Central administration of atrial natriuretic peptide suppresses sodium and water intake of sheep.

The effect of intracerebroventricular (i.c.v.) infusion (20 micrograms/h) over 3 h) of human alpha-atrial natriuretic peptide (ANP) on Na and water intake of sheep was studied. I.c.v. infusion of ANP decreased (p less than 0.01) Na and water intakes of water-deprived sheep but did not affect significantly Na or water intakes of Na and water-replete sheep. In addition, i.c.v. infusion of ANP decreased (P less than 0.05) Na and water intakes of sheep infused i.c.v. with angiotensin II. The results suggest that ANP may act on brain mechanisms concerned with both Na appetite and thirst. These mechanisms may involve action on the angiotensin II component of sodium appetite but effects on other factors determinant of appetite cannot be excluded at present.

Decrease of brain extracellular fluid [Na] and its interaction with other factors influencing sodium appetite in sheep.

It has been shown previously in sheep that physiological increase of cerebrospinal fluid (CSF) [Na] by infusion of 0.5 M NaCl artificial CSF causes a large reduction of sodium appetite of the sodium-deplete animal. Equivalent increase of CSF osmotic pressure caused by infusion 0.7 M mannitol artificial CSF which lowers CSF [Na] causes a doubling of sodium appetite. The results of the experiments here show that simple dilution of CSF [Na] with isotonic mannitol CSF, as distinct from use of hypertonic 0.7 M mannitol CSF, is an equally effective strong stimulus of sodium appetite. Lowering CSF [Na] concentration stimulates salt appetite in the severely sodium-deplete as well as in the mild to moderately sodium-deplete animal, and the effect of decrease of CSF [Na] on sodium appetite is sustained over 48 h. In addition, i.c.v. infusion of angiotensin II for the preceding 22 h at a rate which is an effective stimulus of both water and sodium solution intake in the sodium-replete animal, in fact, significantly decreased the sodium appetite stimulating effect of reduction of CSF [Na] in the Na-deplete animal.

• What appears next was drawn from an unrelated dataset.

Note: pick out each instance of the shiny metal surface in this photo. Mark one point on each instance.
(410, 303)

Thirst induced by increasing brain sodium concentration is mediated by brain angiotensin.

Thirst, the longing or compelling desire to drink, arises physiologically by two main mechanisms-extracellular and cellular dehydration. The hormone angiotensin II has been implicated in the former but not in the latter brain mechanism. To test this apparent difference, experiments in 5 mammalian species examined the effect of intracerebroventricular infusion of losartan, an angiotensin II type I receptor antagonist, on the third induced by intracerebroventricular infusion of an artificial cerebrospinal fluid made hypertonic by the inclusion of 500 mM NaCl. The losartan infusion reduced the water intake due to increased brain sodium concentration in all 5 species, cattle, sheep, rabbits, rats and mice. Thus, the thirst evoked by cellular dehydration, as well as the thirst evoked by extracellular dehydration, may be mediated by angiotensin II.

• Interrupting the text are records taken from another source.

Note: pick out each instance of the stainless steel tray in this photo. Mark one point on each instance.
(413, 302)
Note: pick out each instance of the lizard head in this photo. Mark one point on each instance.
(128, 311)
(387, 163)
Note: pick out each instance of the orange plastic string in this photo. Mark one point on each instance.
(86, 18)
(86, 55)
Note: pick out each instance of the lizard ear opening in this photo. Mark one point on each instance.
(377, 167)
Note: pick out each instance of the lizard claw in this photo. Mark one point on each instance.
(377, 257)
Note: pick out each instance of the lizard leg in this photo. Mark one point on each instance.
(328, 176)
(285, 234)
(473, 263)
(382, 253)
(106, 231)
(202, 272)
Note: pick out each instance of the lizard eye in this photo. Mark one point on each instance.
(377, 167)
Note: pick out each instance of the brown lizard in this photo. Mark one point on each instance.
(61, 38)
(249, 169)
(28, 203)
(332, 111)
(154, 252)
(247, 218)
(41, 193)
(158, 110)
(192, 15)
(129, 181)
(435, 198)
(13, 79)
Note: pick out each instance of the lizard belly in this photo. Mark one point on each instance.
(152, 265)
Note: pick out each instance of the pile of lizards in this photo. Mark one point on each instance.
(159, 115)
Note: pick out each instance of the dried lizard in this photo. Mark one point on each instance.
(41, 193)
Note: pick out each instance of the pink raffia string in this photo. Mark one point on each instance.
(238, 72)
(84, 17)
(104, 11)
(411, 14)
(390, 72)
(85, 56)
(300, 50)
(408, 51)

Sodium/water intake of rabbits following administration of hormones of stress.

Intracerebroventricular (ICV) infusion of CRF, for 22 h, induced five- to seven-fold increase in the daily intake of sodium chloride solution in wild rabbits. The increased sodium intake persisted for 3 days after the infusion stopped and was accompanied by increased sodium excretion, water turnover and decreased food intake. ICV infusion of CRF also induced a change in the general behaviour of the animals, which lasted throughout the infusion only. Systemic, but not ICV administration of ACTH, similar to systemic administration of adrenal steroid hormones (demonstrated in earlier studies), induced gradual increases in the daily sodium intake and excretion of rabbits, as did restraint by tight jackets. The increased sodium intake was accompanied by increased sodium excretion and water turnover, and lasted as long as the administration of hormones. Together these results lead to the hypothesis that increased sodium intake might be an integral part of the stress reaction of the body and not the consequence of distortions of other regulatory functions.